The Federal Reserve fined Deutsche Bank $186 million on Wednesday, saying it moved too slowly to fix problems with the bank’s money-laundering controls that the bank regulator flagged in 2015 and 2017.
“Deutsche Bank has made insufficient remedial progress in compliance” with the orders it agreed to, the Fed said in a statement.
In fining the bank, the Fed issued a new order requiring Deutsche to “prioritize the completion” of controls that it should have imposed under earlier orders.
The central bank said the action was necessary because the bank had made some progress in establishing better controls, it was “exposed” The level of compliance risk increases when it comes to detecting money laundering or violations of US sanctions.
Deutsche, in a statement, said the Fed’s action is related to “our historic delays in complying with past enforcement actions and agreements.” But the bank said it had taken steps to step up its anti-money laundering controls, including adding staff to its team that crackdown on financial crimes.
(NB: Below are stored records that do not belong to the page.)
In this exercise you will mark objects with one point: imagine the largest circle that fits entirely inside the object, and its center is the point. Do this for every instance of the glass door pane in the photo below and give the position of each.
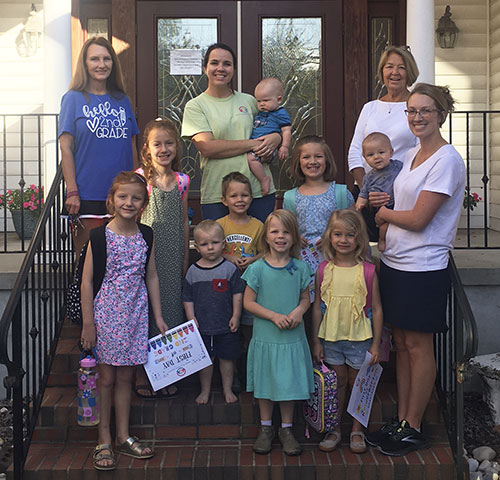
(291, 51)
(174, 91)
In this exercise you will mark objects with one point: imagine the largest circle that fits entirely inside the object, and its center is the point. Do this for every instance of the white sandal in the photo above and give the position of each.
(330, 444)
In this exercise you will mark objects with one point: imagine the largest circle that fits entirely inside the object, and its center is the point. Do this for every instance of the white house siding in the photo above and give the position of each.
(494, 52)
(465, 70)
(21, 92)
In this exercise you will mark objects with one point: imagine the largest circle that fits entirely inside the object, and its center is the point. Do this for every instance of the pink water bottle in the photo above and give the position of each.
(88, 410)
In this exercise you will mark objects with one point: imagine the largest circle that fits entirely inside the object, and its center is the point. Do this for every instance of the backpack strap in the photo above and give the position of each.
(183, 181)
(369, 272)
(289, 200)
(341, 196)
(98, 243)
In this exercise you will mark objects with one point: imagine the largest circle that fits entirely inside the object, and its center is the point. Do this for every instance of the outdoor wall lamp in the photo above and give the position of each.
(447, 31)
(30, 37)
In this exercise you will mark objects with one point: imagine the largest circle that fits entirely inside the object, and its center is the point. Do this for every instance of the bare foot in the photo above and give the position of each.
(265, 185)
(230, 397)
(202, 398)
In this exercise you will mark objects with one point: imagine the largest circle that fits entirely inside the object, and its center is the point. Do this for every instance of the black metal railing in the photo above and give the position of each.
(33, 317)
(474, 126)
(454, 349)
(27, 142)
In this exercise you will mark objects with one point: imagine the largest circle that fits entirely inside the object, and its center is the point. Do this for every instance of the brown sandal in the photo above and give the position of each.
(98, 456)
(133, 447)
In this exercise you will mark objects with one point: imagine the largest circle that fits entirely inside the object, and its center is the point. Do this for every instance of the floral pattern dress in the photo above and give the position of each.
(121, 305)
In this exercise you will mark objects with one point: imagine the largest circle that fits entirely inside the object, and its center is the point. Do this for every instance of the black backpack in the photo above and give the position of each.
(99, 255)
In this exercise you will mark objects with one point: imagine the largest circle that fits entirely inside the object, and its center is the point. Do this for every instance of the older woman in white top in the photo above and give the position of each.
(397, 70)
(414, 281)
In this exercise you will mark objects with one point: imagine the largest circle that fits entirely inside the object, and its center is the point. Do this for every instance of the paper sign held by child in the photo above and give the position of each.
(175, 355)
(363, 391)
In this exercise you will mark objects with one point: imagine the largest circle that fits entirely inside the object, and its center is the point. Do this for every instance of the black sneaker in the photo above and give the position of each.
(378, 436)
(403, 440)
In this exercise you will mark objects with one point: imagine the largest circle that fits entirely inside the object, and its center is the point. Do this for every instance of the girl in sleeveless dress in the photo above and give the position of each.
(116, 320)
(279, 366)
(166, 214)
(342, 329)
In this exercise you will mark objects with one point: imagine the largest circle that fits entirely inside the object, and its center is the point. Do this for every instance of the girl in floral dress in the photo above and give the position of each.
(115, 321)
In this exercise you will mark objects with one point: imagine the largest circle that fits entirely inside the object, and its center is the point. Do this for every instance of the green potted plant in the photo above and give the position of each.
(25, 206)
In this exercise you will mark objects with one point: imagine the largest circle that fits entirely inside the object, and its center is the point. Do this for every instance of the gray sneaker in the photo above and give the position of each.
(263, 443)
(290, 444)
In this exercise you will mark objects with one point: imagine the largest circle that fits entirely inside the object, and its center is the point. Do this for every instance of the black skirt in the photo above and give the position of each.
(414, 300)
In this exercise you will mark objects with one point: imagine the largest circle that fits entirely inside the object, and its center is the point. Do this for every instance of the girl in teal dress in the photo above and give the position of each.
(279, 361)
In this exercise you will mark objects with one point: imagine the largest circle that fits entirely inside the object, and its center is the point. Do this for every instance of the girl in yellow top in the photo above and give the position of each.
(342, 329)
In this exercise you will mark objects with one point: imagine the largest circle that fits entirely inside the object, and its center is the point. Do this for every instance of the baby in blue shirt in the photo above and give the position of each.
(271, 119)
(377, 151)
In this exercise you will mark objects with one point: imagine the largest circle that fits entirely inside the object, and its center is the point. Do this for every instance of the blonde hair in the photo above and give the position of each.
(125, 178)
(289, 221)
(408, 59)
(441, 96)
(330, 167)
(146, 159)
(353, 221)
(80, 80)
(207, 226)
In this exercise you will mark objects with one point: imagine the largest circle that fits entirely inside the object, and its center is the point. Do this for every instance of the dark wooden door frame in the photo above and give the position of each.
(330, 13)
(147, 68)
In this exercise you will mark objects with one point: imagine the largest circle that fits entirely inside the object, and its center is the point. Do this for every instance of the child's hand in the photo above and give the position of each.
(234, 323)
(294, 319)
(317, 350)
(88, 337)
(281, 321)
(283, 153)
(162, 326)
(375, 353)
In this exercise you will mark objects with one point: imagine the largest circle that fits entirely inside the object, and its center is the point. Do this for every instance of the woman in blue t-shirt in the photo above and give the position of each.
(97, 132)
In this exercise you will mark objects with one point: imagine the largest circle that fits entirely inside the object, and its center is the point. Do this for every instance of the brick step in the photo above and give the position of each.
(156, 418)
(223, 460)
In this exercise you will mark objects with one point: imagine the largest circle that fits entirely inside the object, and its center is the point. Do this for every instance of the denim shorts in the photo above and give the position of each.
(345, 351)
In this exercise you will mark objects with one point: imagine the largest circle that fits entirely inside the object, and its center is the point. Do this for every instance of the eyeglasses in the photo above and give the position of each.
(423, 112)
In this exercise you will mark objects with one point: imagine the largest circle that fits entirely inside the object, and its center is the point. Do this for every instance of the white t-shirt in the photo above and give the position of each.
(427, 250)
(384, 117)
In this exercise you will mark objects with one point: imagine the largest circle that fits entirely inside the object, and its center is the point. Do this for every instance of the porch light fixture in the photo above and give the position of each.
(30, 37)
(447, 31)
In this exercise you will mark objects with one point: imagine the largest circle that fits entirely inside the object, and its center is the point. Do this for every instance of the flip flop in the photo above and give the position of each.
(134, 448)
(152, 395)
(98, 456)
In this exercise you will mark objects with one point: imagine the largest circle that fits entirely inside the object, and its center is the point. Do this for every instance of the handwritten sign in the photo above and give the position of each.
(363, 391)
(311, 254)
(185, 62)
(175, 355)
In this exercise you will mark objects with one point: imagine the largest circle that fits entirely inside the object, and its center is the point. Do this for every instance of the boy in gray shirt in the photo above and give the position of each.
(377, 151)
(212, 297)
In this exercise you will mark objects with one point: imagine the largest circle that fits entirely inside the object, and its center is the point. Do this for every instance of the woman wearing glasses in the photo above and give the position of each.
(414, 282)
(397, 70)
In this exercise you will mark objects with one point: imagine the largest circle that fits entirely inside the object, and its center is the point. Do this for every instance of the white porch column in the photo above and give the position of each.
(420, 36)
(57, 73)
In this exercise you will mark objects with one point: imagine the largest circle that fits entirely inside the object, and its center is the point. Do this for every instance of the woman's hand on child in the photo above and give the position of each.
(379, 216)
(378, 199)
(88, 337)
(317, 351)
(294, 319)
(375, 354)
(234, 323)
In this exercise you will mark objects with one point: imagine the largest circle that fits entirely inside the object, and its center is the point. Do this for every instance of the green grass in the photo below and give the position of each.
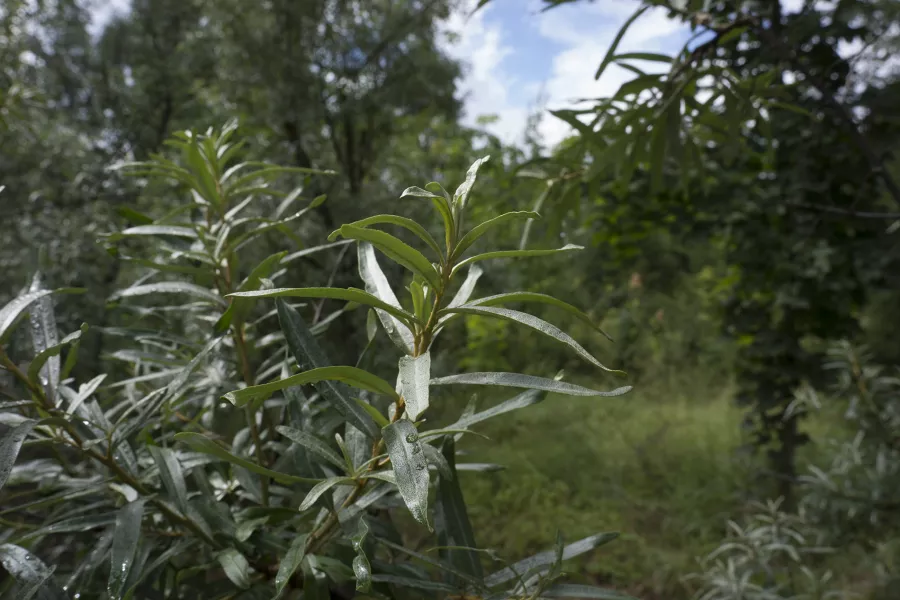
(660, 467)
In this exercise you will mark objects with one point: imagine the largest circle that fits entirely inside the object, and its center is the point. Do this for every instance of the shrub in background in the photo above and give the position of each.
(150, 486)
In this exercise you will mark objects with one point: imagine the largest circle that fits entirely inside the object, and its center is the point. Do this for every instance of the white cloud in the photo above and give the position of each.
(486, 84)
(579, 34)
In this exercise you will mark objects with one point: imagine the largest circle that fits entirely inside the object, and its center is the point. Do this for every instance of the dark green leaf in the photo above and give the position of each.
(351, 375)
(514, 254)
(309, 355)
(404, 222)
(410, 467)
(585, 592)
(171, 475)
(522, 400)
(169, 287)
(396, 250)
(44, 355)
(525, 381)
(535, 323)
(320, 488)
(290, 562)
(313, 444)
(546, 558)
(416, 584)
(501, 299)
(10, 446)
(349, 295)
(237, 569)
(482, 228)
(207, 446)
(452, 519)
(31, 572)
(378, 285)
(125, 543)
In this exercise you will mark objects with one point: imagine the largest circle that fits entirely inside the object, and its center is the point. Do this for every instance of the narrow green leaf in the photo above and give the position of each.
(461, 196)
(468, 286)
(313, 250)
(514, 254)
(40, 360)
(651, 56)
(239, 307)
(436, 460)
(290, 562)
(14, 309)
(585, 592)
(181, 379)
(169, 287)
(322, 487)
(236, 567)
(349, 295)
(141, 230)
(171, 475)
(522, 400)
(10, 446)
(416, 584)
(125, 542)
(410, 467)
(376, 415)
(207, 446)
(396, 250)
(546, 558)
(501, 299)
(31, 572)
(404, 222)
(526, 381)
(378, 285)
(452, 519)
(309, 356)
(479, 230)
(351, 375)
(246, 528)
(415, 373)
(535, 323)
(610, 54)
(313, 444)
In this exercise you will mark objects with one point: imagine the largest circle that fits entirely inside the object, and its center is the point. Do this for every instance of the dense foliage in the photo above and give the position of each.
(737, 203)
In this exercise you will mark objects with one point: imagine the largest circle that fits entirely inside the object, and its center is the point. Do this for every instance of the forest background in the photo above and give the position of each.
(733, 179)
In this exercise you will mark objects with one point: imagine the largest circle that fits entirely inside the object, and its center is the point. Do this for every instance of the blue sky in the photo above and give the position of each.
(519, 59)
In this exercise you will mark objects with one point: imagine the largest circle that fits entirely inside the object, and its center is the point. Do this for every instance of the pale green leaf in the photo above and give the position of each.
(124, 547)
(527, 382)
(410, 467)
(415, 373)
(378, 285)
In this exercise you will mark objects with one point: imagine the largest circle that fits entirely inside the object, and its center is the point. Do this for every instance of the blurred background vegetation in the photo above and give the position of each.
(738, 204)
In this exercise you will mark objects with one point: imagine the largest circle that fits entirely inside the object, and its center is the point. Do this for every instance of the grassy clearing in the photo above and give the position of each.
(657, 466)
Deutsche has had a troubled history with regulators and prosecutors. Over the past decade, the bank has been hit with numerous sanctions and large fines for failure to prevent money laundering and allegations of tax violations, price fixing and foreign bribery. In 2017, the bank reached a $7.2 billion civil settlement with federal prosecutors over the sale of toxic mortgage products during the 2008 financial crisis. The bank also paid a $150 million fine to the New York bank regulator in 2020, partly over its banking ties with disgraced financier Jeffrey Epstein.
The Fed’s 2015 and 2017 orders stemmed from Deutsche’s ties to Danske Bank’s Estonian branch, which is also a target of authorities.
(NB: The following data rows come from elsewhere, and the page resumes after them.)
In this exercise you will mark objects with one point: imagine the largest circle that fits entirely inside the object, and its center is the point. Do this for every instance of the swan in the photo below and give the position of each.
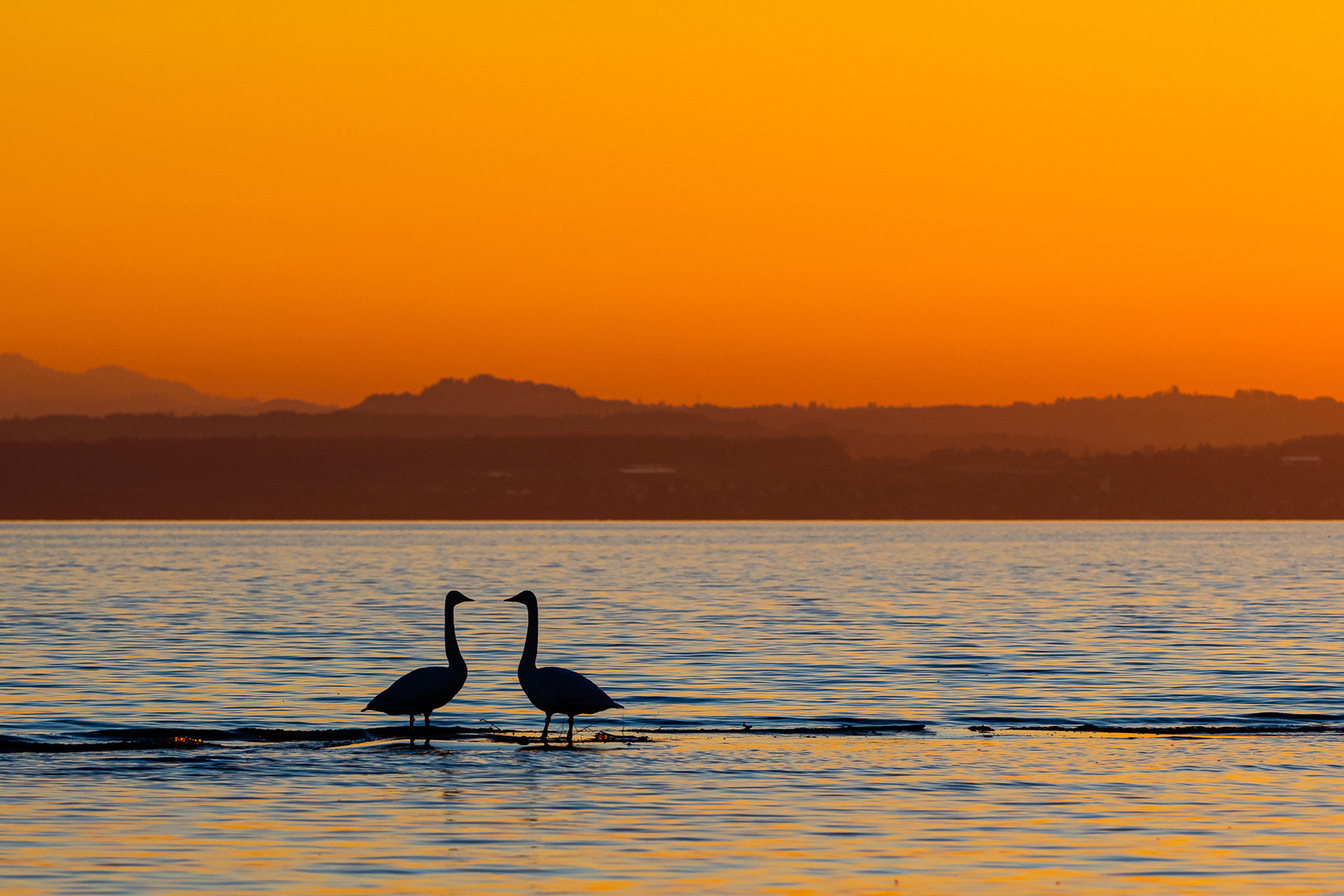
(422, 691)
(550, 688)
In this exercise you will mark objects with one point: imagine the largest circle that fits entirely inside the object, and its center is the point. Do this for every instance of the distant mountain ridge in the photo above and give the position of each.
(30, 390)
(134, 406)
(485, 395)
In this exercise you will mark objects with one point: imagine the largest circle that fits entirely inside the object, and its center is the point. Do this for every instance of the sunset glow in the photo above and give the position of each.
(743, 203)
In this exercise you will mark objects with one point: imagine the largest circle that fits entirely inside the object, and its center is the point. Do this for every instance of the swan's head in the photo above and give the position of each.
(526, 598)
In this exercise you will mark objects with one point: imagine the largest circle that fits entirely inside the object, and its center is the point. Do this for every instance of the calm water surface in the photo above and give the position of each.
(691, 626)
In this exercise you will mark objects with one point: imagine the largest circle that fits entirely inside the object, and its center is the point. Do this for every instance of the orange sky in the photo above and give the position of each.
(737, 202)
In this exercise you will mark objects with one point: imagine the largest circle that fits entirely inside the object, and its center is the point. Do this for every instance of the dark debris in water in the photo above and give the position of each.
(1191, 730)
(808, 730)
(17, 744)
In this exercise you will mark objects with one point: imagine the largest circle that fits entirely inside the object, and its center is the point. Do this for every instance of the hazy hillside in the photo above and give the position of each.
(652, 479)
(491, 406)
(485, 395)
(30, 390)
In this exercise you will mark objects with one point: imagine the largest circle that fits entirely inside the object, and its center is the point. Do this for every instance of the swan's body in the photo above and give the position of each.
(550, 688)
(422, 691)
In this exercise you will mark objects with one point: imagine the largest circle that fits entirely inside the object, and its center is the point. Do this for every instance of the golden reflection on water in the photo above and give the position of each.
(297, 625)
(1006, 815)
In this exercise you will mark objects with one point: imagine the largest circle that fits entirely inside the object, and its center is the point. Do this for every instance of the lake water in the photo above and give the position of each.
(699, 629)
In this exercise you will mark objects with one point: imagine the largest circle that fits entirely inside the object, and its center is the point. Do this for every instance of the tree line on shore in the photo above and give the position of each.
(652, 477)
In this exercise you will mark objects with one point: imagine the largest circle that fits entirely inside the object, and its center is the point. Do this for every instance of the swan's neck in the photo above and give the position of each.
(455, 655)
(528, 661)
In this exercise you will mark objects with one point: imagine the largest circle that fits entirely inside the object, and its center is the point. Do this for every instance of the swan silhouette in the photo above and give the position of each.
(422, 691)
(550, 688)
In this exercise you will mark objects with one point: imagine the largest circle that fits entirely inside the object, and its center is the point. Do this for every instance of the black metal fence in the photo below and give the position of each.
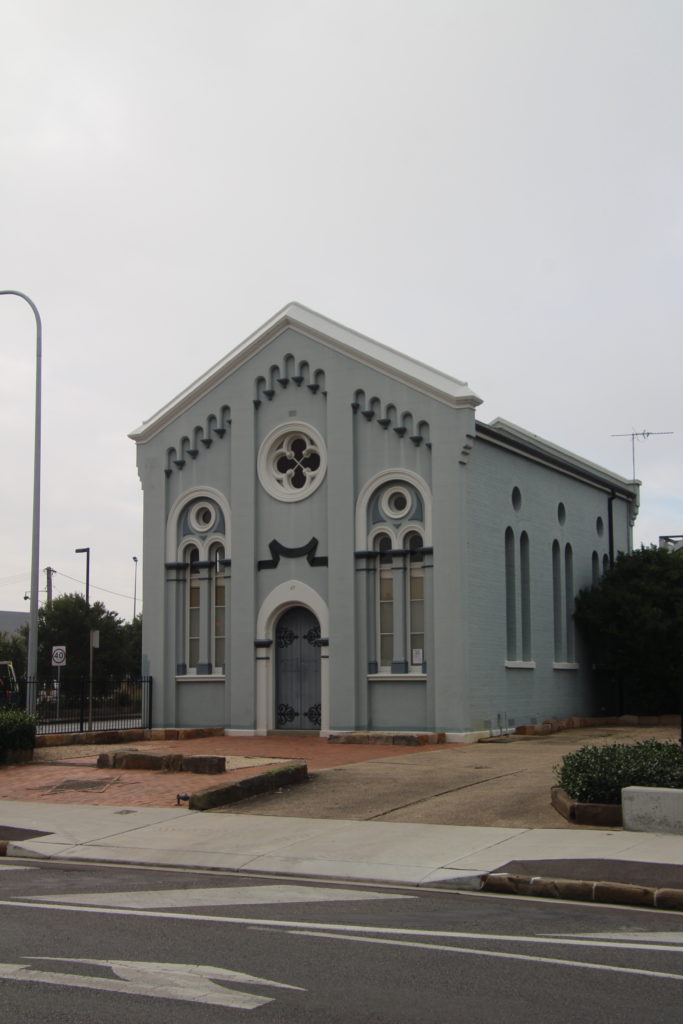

Bank regulators had found that in its transactions with Danske Bank, Deutsche had not properly monitored transactions involving high-risk customers. Deutsche ceased doing business with Danske’s Estonian branch in 2015.
Last year, Danske, Denmark’s largest bank, pleaded guilty to charges arising from a long-running money-laundering investigation. The bank also agreed to pay a fine of $2 billion.